The Inspector of Naval Hospitals, Dr John Weir, told the Committee on Madhouses that the said the medical supervision of Bethlem's 148 patients was inadequate. He said that he had found naked patients covered only with the straw that lined the floor of their cells, and others unnecessarily loaded with chains.

He added: “I am of opinion both that the medical treatment is injudicious and that uncalled-for severity is practised towards them; however requisite it may be to impose a restraint on, and to inspire maniacs with a dread of their keepers, it will appear reasonable that the mildest possible methods should be adopted for the accomplishment of those objects.”

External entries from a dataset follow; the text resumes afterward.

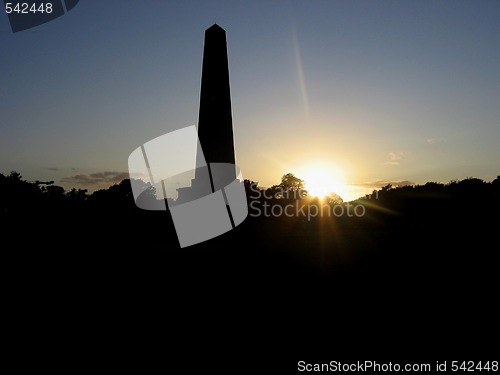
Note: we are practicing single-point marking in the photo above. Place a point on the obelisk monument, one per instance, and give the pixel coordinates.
(215, 123)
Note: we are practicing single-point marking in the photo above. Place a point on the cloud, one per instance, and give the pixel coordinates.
(394, 158)
(431, 141)
(94, 181)
(377, 184)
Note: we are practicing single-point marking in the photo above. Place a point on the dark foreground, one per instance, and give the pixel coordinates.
(272, 292)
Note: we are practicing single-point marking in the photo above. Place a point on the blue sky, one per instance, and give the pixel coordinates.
(369, 92)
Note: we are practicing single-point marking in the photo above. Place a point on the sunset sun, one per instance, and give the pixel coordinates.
(321, 180)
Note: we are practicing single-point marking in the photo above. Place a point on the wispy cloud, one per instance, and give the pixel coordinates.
(94, 181)
(394, 158)
(431, 141)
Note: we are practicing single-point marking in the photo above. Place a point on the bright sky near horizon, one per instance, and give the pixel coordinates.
(366, 92)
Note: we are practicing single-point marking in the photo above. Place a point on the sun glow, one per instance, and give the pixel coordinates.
(321, 180)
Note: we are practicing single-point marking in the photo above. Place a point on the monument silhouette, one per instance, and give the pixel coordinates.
(215, 124)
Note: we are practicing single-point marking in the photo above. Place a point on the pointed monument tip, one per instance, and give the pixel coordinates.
(215, 27)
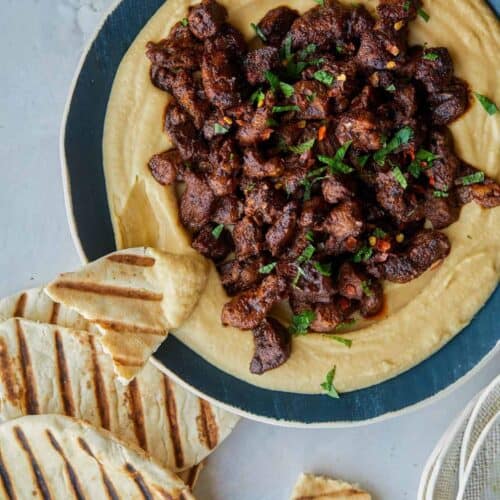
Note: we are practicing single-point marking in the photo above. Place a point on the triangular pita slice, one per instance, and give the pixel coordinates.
(56, 457)
(50, 369)
(134, 296)
(310, 487)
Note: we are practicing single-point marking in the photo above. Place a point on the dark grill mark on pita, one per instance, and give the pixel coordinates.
(55, 313)
(73, 478)
(132, 260)
(6, 482)
(64, 378)
(99, 387)
(172, 420)
(37, 472)
(113, 291)
(116, 326)
(139, 481)
(110, 489)
(208, 430)
(29, 382)
(20, 306)
(7, 373)
(137, 414)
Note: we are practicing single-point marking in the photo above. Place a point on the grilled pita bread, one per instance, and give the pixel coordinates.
(48, 369)
(310, 487)
(134, 297)
(57, 457)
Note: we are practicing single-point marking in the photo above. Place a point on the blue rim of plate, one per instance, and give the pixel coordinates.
(90, 223)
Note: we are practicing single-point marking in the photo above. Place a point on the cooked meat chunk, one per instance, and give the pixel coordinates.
(256, 167)
(250, 308)
(434, 68)
(282, 231)
(164, 166)
(237, 275)
(206, 18)
(248, 238)
(425, 249)
(322, 26)
(264, 202)
(215, 248)
(259, 61)
(276, 23)
(273, 344)
(180, 127)
(449, 103)
(362, 128)
(197, 202)
(228, 210)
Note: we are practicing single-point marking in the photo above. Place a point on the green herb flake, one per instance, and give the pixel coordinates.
(399, 176)
(220, 130)
(363, 254)
(287, 89)
(342, 340)
(217, 231)
(440, 194)
(258, 32)
(431, 56)
(490, 107)
(323, 269)
(301, 322)
(268, 268)
(424, 15)
(401, 137)
(475, 178)
(324, 77)
(285, 109)
(328, 386)
(302, 148)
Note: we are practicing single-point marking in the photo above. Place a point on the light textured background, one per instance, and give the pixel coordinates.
(40, 45)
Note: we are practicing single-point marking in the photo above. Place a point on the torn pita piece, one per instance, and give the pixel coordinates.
(48, 369)
(134, 297)
(310, 487)
(56, 457)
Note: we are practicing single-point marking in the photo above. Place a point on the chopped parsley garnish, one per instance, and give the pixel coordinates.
(328, 386)
(474, 178)
(490, 107)
(401, 137)
(335, 163)
(364, 253)
(324, 77)
(217, 231)
(424, 15)
(268, 268)
(399, 176)
(431, 56)
(342, 340)
(365, 286)
(323, 269)
(285, 109)
(220, 130)
(258, 32)
(440, 194)
(302, 148)
(301, 322)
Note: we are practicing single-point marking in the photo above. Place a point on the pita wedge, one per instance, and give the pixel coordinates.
(56, 457)
(48, 369)
(134, 296)
(310, 487)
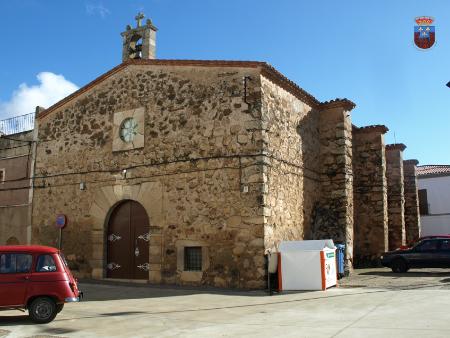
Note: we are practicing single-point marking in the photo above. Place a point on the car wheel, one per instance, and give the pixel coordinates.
(399, 266)
(42, 310)
(59, 307)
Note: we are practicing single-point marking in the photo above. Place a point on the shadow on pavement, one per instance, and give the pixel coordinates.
(407, 274)
(106, 290)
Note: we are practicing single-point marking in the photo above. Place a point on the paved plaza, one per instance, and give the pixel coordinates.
(372, 303)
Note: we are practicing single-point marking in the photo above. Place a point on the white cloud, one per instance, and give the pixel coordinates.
(51, 88)
(93, 9)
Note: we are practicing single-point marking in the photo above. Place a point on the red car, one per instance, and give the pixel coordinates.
(36, 278)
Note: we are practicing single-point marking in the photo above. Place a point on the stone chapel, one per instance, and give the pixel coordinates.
(189, 171)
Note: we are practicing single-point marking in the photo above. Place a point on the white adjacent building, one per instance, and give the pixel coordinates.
(434, 199)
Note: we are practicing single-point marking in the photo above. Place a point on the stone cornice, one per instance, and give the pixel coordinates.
(338, 103)
(396, 146)
(376, 128)
(266, 70)
(411, 162)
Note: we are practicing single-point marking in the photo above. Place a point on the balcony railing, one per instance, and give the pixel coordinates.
(17, 124)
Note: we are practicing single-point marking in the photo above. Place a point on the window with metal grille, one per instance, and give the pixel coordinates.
(193, 258)
(423, 202)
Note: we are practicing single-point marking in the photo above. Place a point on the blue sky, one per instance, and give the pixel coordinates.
(356, 49)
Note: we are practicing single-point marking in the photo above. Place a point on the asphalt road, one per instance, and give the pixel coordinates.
(372, 303)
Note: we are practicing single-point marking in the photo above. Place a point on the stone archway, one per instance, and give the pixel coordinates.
(128, 237)
(150, 196)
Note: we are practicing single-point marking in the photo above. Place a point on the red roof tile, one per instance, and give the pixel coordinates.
(266, 70)
(433, 169)
(396, 146)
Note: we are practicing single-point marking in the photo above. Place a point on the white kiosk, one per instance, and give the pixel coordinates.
(307, 265)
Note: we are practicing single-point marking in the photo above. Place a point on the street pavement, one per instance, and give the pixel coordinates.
(371, 303)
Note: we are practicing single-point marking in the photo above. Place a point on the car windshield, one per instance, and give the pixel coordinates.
(45, 263)
(63, 258)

According to Dr Weir, the medical staff would be insufficient in number even if they were to pay strict attention to the patients in their care, but this was not in fact the case. He said: “They attend at Bridewell likewise, and the physician and surgeon are in private practice, the former extensively so, and the apothecary lives at Islington; so it should seem possible that the Hospital is frequently left without any medical assistant at it, in case of emergency”. He suggested that Bethlem needed three or four doctors, as well as a proportionate number or surgeons and other medical attendants, as was the case at other public hospitals.

He proposed that: "The various cases should be considered; and the result of the practice in each, carefully inserted in a journal to be kept for that purpose", believing that "from this, the most important practical knowledge might be communicated to the medical profession in general".